President Barack Obama now faces the heavy lifting of trying to move ahead on the lofty second-term vows and declarations he laid out in his inaugural address.
He presented a muscular retooled agenda that includes addressing climate change, controlling health care costs, advancing gay rights and tax fairness, overhauling the immigration system and curbing gun violence. And it comes amid a series of looming new fiscal fights.
The president will outline specifics in his State of the Union address Feb. 12.
The day after his second and final inauguration, Obama on Tuesday attended the National Prayer Service at Washington National Cathedral. He did not speak.

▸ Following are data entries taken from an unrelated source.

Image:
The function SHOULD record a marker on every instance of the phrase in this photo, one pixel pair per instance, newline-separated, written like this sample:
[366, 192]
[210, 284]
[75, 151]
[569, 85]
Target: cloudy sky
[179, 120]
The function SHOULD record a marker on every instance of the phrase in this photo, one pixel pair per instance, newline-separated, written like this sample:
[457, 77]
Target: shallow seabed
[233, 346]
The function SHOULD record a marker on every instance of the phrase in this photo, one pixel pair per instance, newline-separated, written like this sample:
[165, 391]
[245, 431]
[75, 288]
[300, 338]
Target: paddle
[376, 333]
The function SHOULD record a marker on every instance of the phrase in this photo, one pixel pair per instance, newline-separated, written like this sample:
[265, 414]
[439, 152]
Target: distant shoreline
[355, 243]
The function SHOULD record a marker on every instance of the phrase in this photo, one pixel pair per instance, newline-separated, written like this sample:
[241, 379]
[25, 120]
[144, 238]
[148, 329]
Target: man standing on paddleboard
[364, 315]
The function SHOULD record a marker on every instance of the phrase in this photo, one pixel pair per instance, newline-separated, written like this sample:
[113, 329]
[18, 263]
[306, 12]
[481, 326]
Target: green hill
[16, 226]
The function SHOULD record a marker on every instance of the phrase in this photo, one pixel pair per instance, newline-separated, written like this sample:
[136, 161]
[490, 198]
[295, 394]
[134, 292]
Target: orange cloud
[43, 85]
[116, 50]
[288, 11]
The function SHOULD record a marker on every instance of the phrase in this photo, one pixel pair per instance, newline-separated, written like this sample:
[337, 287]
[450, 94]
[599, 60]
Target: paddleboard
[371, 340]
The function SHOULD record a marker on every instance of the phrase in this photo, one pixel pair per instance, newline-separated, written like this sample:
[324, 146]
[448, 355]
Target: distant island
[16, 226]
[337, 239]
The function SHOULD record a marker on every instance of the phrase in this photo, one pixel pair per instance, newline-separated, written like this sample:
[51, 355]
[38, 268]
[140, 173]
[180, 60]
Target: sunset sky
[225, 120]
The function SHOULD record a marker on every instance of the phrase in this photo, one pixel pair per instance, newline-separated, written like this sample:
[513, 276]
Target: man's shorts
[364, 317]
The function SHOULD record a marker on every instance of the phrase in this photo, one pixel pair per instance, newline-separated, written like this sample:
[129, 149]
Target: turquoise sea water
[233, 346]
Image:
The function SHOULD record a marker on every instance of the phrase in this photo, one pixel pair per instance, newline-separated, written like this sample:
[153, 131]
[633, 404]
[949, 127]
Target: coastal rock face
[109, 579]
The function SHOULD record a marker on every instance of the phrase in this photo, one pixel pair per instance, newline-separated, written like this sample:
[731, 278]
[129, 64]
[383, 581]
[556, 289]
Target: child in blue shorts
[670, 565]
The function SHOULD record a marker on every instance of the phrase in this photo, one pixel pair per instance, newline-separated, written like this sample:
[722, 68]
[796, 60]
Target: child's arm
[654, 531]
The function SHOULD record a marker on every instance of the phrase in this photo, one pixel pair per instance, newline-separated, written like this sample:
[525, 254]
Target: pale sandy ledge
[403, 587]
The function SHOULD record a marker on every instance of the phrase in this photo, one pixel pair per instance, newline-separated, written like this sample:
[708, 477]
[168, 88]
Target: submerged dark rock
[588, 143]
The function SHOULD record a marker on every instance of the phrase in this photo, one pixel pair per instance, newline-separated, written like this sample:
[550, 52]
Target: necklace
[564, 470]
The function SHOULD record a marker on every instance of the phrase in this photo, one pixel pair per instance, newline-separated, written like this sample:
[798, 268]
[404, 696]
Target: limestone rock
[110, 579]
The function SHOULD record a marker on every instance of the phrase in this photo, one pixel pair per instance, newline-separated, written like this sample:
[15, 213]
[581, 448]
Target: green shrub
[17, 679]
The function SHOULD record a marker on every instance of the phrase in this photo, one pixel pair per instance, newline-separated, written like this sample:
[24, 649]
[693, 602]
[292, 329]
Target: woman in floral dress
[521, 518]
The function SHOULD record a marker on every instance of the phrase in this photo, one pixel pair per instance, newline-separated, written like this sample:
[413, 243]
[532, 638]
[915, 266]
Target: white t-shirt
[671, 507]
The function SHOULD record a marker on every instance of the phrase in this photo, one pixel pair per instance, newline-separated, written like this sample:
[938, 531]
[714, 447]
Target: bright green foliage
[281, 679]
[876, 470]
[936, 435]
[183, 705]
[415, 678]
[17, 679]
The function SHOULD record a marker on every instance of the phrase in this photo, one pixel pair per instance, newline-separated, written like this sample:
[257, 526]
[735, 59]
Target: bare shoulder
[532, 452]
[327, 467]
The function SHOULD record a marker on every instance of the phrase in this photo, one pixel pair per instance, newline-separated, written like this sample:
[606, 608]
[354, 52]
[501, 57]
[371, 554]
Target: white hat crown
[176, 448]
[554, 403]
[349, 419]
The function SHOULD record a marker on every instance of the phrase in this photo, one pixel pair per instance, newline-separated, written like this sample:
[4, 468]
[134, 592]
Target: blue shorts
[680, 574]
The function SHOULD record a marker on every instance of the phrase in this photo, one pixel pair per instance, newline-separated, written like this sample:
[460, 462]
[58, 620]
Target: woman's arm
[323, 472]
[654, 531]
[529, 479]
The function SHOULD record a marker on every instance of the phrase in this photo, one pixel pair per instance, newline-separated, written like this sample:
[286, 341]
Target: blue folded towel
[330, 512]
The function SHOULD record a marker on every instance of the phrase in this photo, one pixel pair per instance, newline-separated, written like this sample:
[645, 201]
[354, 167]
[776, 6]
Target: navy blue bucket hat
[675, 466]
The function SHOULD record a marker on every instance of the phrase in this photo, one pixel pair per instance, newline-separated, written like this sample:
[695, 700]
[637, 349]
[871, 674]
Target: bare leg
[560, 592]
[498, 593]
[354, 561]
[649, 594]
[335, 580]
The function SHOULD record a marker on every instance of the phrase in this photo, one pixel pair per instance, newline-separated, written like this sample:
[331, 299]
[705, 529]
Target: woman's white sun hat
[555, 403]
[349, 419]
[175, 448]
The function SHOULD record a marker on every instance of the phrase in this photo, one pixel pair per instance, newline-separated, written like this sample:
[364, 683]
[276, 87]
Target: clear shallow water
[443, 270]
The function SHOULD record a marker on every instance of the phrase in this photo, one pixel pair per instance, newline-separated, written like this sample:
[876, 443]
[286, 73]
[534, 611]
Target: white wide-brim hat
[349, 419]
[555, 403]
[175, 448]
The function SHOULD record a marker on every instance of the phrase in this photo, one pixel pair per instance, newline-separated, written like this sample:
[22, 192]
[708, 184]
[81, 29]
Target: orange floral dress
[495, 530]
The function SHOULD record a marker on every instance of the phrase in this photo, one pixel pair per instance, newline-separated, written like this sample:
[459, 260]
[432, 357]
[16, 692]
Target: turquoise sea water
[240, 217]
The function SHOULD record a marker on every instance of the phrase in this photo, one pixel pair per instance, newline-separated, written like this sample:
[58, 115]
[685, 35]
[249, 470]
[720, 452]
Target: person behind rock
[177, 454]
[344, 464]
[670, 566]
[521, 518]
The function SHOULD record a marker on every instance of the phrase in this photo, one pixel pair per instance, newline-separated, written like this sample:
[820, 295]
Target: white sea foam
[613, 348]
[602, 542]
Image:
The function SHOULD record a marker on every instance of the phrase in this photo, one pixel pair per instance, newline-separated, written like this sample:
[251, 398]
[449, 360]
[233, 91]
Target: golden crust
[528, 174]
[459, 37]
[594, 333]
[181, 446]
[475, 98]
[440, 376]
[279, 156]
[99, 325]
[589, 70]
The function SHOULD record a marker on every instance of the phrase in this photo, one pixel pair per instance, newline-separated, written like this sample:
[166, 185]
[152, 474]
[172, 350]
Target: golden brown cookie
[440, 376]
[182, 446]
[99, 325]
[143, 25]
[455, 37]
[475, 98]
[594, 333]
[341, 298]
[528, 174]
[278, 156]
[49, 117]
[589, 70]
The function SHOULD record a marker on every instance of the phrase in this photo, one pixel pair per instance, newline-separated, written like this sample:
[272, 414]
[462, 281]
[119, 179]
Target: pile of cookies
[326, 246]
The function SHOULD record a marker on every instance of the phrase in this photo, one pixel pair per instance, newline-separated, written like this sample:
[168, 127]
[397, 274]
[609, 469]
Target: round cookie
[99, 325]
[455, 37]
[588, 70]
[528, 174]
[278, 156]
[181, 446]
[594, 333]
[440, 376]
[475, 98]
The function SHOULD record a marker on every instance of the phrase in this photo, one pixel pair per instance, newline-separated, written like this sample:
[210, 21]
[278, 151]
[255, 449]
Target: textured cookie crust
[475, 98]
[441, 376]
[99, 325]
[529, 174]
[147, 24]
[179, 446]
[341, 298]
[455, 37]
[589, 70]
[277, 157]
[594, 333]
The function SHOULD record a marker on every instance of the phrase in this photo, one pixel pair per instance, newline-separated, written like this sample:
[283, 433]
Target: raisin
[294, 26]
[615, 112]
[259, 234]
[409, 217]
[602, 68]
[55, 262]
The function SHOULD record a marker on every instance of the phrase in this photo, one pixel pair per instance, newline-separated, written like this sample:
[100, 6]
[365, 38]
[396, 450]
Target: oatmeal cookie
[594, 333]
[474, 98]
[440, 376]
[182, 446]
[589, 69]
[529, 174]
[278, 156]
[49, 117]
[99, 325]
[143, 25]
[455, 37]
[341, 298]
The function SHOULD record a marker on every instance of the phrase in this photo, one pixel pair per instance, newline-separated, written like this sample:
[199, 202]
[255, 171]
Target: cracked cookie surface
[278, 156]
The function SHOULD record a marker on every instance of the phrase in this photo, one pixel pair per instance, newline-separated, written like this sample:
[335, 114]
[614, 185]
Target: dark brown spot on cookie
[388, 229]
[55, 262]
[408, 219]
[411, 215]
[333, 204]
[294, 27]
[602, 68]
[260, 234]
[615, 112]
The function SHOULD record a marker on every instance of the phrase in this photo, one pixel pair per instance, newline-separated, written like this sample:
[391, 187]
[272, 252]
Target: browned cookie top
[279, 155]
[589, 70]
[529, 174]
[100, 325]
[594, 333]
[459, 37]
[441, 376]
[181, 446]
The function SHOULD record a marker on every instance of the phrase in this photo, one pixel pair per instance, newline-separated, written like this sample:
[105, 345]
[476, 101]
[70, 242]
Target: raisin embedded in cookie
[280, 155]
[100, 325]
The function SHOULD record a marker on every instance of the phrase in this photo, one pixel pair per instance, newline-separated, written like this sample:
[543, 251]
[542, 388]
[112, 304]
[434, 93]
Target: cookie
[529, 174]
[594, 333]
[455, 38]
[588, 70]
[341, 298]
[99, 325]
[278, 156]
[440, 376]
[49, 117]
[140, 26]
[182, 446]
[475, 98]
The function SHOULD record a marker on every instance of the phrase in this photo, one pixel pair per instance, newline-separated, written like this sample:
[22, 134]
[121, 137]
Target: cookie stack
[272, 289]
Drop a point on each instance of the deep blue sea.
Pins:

He and first lady Michelle Obama also were to preside over a final inaugural ball in the evening for White House and campaign staffers. It was to feature singer Lady Gaga.
Meanwhile, the House is to vote Wednesday on a GOP leadership-proposed measure that could keep the government — temporarily — from running out of borrowing authority.
The government already has hit its $16.4 trillion debt ceiling, and Treasury Department officials say ways to pay all the bills will be used up as early as mid-February. The congressional measure would suspend the debt ceiling until May 17, and it appears to have wide support in both House and Senate.
Meanwhile, leaders of both parties are urging political reconciliation.
Senate Majority Leader Harry Reid, D-Nev., denounced the "sharp political divides" of the last Congress and said in a Senate speech that he hoped the new 113th Congress "will be characterized not by our divisions but by our renewed commitment to cooperation and compromise."
Senate Minority Leader Mitch McConnell, R-Ky., said, "Republicans are eager to work with the president" on achieving common goals. And House Speaker John Boehner, R-Ohio, said it's time to "renew the old appeal to better angels."